ACTS OF THE APOSTLES
Paul and Barnabas likewise went into the Jewish synagogue and preached in such a manner
that a great number of Jews and Greeks believed.
But the Jews who would not believe stirred up the pagan people and poisoned their minds against the brothers.
In spite of this
Paul and Barnabas spent a considerable time there.
They spoke fearlessly of the Lord,
who confirmed the message of his grace with the miraculous signs and wonders he gave them power to do.
There, too, to the entire town was stirred by the Teaching.
They were divided,
some siding with the Jews and some with the apostles.
A move was made by pagans and Jews, together with the leaders, to harm the apostles and to stone them.
But Paul and Barnabas learned of this
and fled to the Lycaonian towns of Lystra and Derbe and to the surrounding countryside,
where they continued preaching the Good News.
Paul and Barnabas spent a fairly long time at Lystra.
There was a crippled man in Lystra who had never been able to stand or walk.
One day, as he was listening to the preaching,
Paul looked intently at him and saw that he had the faith to be saved.
So he spoke to him in a loud voice,
“In the Name of the Lord Jesus Christ,
I command you to stand up on your feet!” And the man stood up and began to walk around.
When the people saw what Paul had done, they cried out in the language of Lycaonia,
“The gods have come to us in human likeness!”
They named Barnabas Zeus,
and Paul they called Hergest, since he was the chief speaker.
Even the priest of the Temple of Zeus, which stood outside the town,
brought oxen and garlands to the gate;
together with the people, he wanted to offer sacrifice to them.

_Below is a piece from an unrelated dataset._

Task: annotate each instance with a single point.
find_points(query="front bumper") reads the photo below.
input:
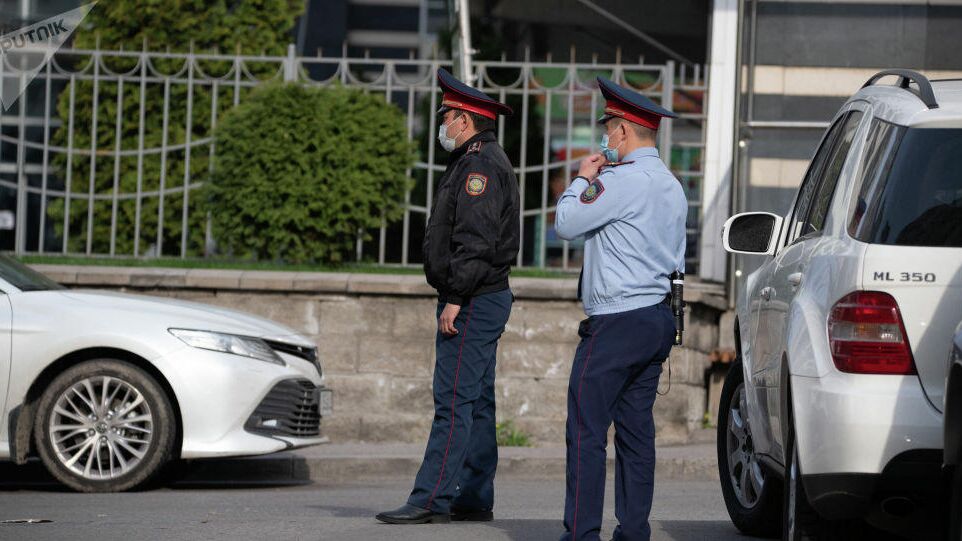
(218, 393)
(293, 409)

When Barnabas and Paul heard this,
they tore their garments to show their indignation and rushed into the crowd, shouting,
why are you doing this?
We are human beings with the same weakness you have
and we are now telling you to turn away from these useless things to the living God
who made the heavens, the earth, the sea and all that is in them.
In past generations he allowed each nation to go its own way,
though he never stopped making himself known;
for he is continually doing good,
giving you rain from heaven and fruitful seasons,
providing you with food and filling your hearts with gladness.”
Then some Jews arrived from Antioch and Iconium and turned the people against them.
They stoned Paul and dragged him out of the town, leaving him for dead.
But when his disciples gathered around him,
he stood up and returned to the town.
And the next day he left for Derbe with Barnabas.
After proclaiming the gospel in that town and making many disciples,
they returned to Lystra and Iconium and on to Antioch.
They were strengthening the disciples and encouraging them to remain firm in faith, for they said,
“We must go through many trials to enter the Kingdom of God.”
In each church they appointed elders and, after praying and fasting,
they commended them to the Lord in whom they had placed their faith.
Then they travelled through Pisidia, and came to Pamphylia.
They preached the Word in Perga and went down to Attalia.
From there they sailed back to Antioch,
where they had first been commended to God’s grace for the task they had now completed.
On their arrival they gathered the Church together
and told them all that God had done through them
and how he had opened the door of faith to the non-Jews.
They spent a fairly long time there with the disciples.